A team of researchers released Long-Horizon Terminal-Bench, a 46-task suite built to measure whether AI agents can hold together hundreds of terminal commands without losing the thread. The results, posted to the project’s GitHub repository alongside an arXiv paper led by Zongxia Li and twelve co-authors, mark a July 2026 snapshot of a leaderboard the researchers say is nowhere close to solved. That gap matters because most agent evals in circulation still grade a single completed file, not a multi-hour job.

The benchmark’s grading method is the more consequential design choice. Rather than trusting an agent’s own account of its progress, hidden verifiers tear down and reconstruct each task’s final output to check whether it actually works, across categories from puzzle games and reverse engineering to earth-systems modeling and legal-workflow simulation.

Twenty-one frontier models ran through one identical Terminus-2 harness, each given 90 minutes per task. Grok 4.5, from xAI, topped the table with a mean reward of 0.505 and solved 13 of 46 tasks outright. Claude Sonnet 5 and Claude Opus 4.8, both from Anthropic, followed at 0.497 and 0.492. Claude Fable 5, also Anthropic, scored 0.487 and solved 12 tasks, and GPT-5.6-sol, from OpenAI, rounded out the top five at 0.451. Every model tested landed below a mean reward of 0.51.

The suite itself resisted nearly every entrant. Researchers found that 29 of the 46 tasks were never completed by any of the 21 models, and only 17 were solved by even one. Across every model-task pairing, roughly 55 percent of runs scored below a quarter of the maximum reward, meaning many attempts stalled, looped, or were abandoned well short of the deadline.
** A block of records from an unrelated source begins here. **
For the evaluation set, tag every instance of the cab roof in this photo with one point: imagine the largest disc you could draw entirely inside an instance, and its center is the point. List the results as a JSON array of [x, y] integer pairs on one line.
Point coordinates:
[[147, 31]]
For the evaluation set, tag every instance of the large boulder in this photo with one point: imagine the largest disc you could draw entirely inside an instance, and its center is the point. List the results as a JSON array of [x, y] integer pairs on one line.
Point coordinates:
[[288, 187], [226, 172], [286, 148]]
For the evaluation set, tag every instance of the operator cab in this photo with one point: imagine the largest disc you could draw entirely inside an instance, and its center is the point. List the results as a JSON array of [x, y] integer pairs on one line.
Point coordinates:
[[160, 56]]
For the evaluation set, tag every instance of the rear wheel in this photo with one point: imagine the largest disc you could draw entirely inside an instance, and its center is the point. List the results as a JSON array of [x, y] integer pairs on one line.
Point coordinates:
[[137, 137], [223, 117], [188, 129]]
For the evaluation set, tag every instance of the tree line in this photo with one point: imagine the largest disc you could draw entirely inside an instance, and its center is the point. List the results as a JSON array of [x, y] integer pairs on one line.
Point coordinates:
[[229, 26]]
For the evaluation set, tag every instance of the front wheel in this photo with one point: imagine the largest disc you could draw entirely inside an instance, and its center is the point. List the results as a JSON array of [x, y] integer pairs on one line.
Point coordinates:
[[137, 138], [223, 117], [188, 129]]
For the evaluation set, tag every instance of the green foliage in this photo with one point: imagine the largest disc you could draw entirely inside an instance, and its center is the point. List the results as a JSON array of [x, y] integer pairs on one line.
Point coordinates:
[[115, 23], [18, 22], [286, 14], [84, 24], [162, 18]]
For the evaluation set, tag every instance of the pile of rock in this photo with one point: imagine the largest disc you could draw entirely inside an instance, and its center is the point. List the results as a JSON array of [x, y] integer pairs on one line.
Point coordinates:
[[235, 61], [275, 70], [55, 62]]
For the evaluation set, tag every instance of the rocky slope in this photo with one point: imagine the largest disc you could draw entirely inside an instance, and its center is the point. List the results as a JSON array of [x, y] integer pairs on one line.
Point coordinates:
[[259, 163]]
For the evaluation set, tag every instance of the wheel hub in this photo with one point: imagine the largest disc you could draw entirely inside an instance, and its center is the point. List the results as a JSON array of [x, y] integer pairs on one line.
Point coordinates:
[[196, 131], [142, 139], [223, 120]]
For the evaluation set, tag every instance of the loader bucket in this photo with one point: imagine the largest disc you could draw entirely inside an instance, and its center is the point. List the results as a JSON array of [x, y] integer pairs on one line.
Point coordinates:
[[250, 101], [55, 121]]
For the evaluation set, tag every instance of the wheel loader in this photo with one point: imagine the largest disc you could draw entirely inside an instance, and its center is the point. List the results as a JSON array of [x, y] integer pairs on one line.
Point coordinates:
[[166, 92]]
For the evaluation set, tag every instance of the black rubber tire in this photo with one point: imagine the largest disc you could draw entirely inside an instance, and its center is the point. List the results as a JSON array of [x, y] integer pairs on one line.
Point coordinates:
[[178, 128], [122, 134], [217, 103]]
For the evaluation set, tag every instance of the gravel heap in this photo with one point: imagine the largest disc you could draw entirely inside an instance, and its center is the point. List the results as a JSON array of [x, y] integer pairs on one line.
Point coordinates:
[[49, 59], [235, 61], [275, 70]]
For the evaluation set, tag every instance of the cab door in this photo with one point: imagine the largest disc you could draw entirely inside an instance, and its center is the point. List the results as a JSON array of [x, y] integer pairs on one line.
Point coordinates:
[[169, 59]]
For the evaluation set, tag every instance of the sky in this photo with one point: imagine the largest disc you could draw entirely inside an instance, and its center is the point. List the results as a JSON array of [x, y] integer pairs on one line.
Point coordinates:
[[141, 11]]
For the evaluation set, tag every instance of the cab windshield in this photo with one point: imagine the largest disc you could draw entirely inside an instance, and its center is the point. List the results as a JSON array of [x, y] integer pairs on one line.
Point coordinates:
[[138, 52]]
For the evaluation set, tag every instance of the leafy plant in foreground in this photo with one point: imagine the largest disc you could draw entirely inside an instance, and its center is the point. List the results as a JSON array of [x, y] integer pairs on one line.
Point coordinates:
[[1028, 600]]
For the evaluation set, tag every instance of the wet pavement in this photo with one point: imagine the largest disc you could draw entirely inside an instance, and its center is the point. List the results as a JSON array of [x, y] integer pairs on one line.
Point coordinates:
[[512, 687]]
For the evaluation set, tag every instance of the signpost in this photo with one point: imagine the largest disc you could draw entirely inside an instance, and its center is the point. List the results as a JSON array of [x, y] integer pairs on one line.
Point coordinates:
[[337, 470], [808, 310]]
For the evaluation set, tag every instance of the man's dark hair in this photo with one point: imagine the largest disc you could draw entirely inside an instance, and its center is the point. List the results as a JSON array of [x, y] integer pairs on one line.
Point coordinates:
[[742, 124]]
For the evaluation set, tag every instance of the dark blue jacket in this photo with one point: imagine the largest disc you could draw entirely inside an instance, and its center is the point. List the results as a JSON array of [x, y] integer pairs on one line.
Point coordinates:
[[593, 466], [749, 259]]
Price and capability did not move together, which is the finding operators should sit with longest. Grok 4.5 posted the top score at an estimated $11.19 per task, while Claude Fable 5, the priciest model in the field at $73.11 per task, still finished behind it. MiniMax M3, at $6.13 per task, and Tencent’s Hy3, at $2.47 per task, scored competitively against models charging five to ten times as much. A model’s list price is not a reliable proxy for whether it can survive a long agentic job.

The design also draws a sharp line against the benchmarks vendors tend to cite in launch posts. Terminal-Bench 2.0, which this suite is built to complement, and most coding evals still stop once an agent produces one artifact. Long-running enterprise work, a migration, an audit, a multi-step research task, looks nothing like that setup, and this benchmark’s rebuild-based verification closes a gap that self-reported completion has left open since agentic coding tools first became commercial products.

Operators evaluating agents for anything longer than a single session should treat vendor benchmark scores as a weak predictor of long-horizon reliability, and should budget accordingly: even the current leader still fails at roughly 87 percent of these stateful tasks, and the top four models span a nearly sevenfold difference in per-task cost with only five points of reward separating them.

Per the Long-Horizon Terminal-Bench GitHub repository and its accompanying research paper, published July 14, 2026.